Her yeni faaliyet, her yeni diyalog, her yeni buluşma daha sonrası için yeni bir iş ve yeni bir sorumluluk doğuruyordu. Bu buluşmada da öyle oldu. Halktan katılanlardan biri, içli ve duygulu bir biçimde “Hoca sen iki sene önce gelmeliydin!” dedi. Sebebini sormadım ama ben dersimi almıştım. Geç kalıyorduk. Her ilde en az bir üniversite var ama üniversiteler ve akademisyenler halka ulaşmakta geç kalıyorlar. O günden sonra gidebildiğim yere kadar gitmeye çalışmam gerektiğini, şartları zorlamam gerektiğini ve davet edildiğim köy, kasaba, yöre, neresi olursa olsun konuyla ilgilenmem gerektiğini düşündüm.
Bu etkinlik, öğretmenleri ve okul yönetimini çok mutlu etti. Okullarına ilk kez bir akademisyenin geldiğini ve böylesine güzel çalışmaların yapılıyor olmasının değerini ifade ettiler. Bakış açılarında çok önemli gelişmeler olduğunu vurguladılar. Beklentilerinin çok ötesinde bir destek gördüklerini söylediler.

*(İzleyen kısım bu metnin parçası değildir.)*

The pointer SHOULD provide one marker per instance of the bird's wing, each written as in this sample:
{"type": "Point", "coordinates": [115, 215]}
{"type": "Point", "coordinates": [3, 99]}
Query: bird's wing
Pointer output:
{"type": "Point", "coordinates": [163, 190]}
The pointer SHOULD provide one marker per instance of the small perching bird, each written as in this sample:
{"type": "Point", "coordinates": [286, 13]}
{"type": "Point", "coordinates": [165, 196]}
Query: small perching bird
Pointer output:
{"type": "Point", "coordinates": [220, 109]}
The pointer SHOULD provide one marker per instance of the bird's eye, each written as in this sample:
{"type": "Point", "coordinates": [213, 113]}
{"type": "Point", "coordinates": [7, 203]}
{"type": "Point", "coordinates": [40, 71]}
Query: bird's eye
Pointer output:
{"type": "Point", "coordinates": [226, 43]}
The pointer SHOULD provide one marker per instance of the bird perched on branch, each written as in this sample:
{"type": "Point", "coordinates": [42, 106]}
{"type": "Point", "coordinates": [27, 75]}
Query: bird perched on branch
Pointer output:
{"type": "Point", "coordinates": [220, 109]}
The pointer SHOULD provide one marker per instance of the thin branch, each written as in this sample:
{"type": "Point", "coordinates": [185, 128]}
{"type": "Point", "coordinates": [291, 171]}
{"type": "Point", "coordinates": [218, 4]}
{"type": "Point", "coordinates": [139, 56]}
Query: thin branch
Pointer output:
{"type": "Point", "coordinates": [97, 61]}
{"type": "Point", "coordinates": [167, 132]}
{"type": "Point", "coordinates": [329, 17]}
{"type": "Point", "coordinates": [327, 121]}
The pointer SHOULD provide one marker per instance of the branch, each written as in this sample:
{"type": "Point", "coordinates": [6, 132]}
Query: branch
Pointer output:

Başarılı olabilmenin yollarını bir akademisyenden dinlemek tüm öğrenciler için önemliydi. Hem de kendileri gibi köy okullarında okumuş birisinden. Büyük bir farkındalık oluştuğu muhakkak. Eğitim için ODTÜ mezunları, öğretmenler, Faraşlı’daki okul ve halk ile örnek bir dayanışma ortaya koymuş olduk.
“Köy koleji” diye bir şey olamaz mı? Bence olur. O zamanda ifade ettiğim gibi Anadolu köyleri, insanları ve oralarda yaşayan çocukları çok daha fazla önemsemeliyiz. Mevcut durumları itibarıyla bu tür yerlerdeki okullar çok faydalı fırsatlar barındırmaktadır. Kaynaklara ulaşmak çok daha kolay hâle geldi. Öğretmenlerimiz öğrencilere odaklanmada daha rahatlar. Vakit sıkıntısı yok denecek düzeydedir. Her ilde üniversite var. Farkındalık oluşturmak, bilinçlendirmek ve pratiğe dönük çalışmalar yapmak mümkündür. Proje tabanlı çalışmalara ağırlık verilmelidir. Kırsal bölgelerde ve köy okullarında görev yapan çok nitelikli öğretmenlerimiz var. Onların değerini bilmeliyiz.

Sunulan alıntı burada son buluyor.